Petunia Flowers Rotting - Knowledgebase Question

yale, MI
Avatar for cindys02
Question by cindys02
May 6, 1998
We were told that we had botrytis blight on our petunias, after noticing spotting and wilting on our greenhouse petunias. The areas grew and within days wilted and were sticky slimy. We treated our 100 x20 greenhouse with 3 cans of exotherm that was suggested by our greenhouse supplier. We plucked hundreds of flowers off and they'd look better until the new flowers opened and then they do the same thing. We've treated them twice in the past week but it dosn't seem to be doing anything. The foliage on the blue petunias seem to be nice and green though a little spindly. The lilac and whites have yellowing on the tips. Most of the flats seem to be o.k. so far but I'm sure it will go to them soon. The baskets were very full and beautiful before this started but not anymore. I'm thinking of just throwing out all the baskets and hopefully can save the rest. The lobelia, nemophilia, ageratum, geraniums seem to be o.k. Please, any advice would be appreciated. This is our first year with the greenhouse.

Answer from NGA
May 6, 1998
That's a large greenhouse! Any time you have a large number of plants--especially the same type of plants--growing in one place, you're bound to have some pest problems.

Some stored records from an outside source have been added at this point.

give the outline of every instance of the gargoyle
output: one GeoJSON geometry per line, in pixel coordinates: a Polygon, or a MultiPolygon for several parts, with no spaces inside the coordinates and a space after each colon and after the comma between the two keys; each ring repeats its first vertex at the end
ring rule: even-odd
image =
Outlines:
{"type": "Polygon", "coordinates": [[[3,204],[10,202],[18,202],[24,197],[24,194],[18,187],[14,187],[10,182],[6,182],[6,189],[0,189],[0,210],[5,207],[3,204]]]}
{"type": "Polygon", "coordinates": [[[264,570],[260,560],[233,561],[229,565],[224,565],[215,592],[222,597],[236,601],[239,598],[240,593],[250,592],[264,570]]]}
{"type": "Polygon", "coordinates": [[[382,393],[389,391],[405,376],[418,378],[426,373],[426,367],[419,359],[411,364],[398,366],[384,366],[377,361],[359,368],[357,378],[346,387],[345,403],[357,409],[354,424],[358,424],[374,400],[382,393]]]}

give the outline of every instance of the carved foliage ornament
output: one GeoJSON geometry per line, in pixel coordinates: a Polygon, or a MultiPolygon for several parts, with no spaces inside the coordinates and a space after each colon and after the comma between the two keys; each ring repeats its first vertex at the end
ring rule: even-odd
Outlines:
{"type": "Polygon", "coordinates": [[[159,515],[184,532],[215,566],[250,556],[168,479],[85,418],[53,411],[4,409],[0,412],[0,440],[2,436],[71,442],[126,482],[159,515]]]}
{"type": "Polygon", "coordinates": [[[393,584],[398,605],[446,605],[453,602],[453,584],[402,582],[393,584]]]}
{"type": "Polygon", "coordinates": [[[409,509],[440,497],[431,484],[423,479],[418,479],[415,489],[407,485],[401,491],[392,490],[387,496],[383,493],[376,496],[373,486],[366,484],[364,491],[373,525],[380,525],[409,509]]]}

If it is indeed botrytis blight--and this is a common disease, also known as gray mold--then you have provided the disease with perfect conditions; the fungus likes relatively low light levels and high humidity. Botrytis spores enter plant tissue through wounds--or even slight bruises--and aging leaves and petals.

There are a few things you can do to limit its spread. First of all, remove all affected plants. Try not to water from overhead, to keep leaves dry. Space plants as widely as possible, and prune as necessary so leaves don't touch neighboring plants. Increase air circulation by opening vents, using a fan, etc. Pick off aging flowers immediately. Unfortunately, few if any plants are immune to the disease, so your whole crop may be at risk.

I suggest you get a good reference book, such as "Greenhouse Gardener's Companion", by Shane Smith (Fulcrum, 1993). You will certainly encounter lots of challenges in your new venture, and this book should help you form a plan of action. If you are trying to start a commercial venture, I suggest you contact some of your colleagues, if possible, to inquire about pest management strategies. Your Cooperative Extension Service may also be able to help.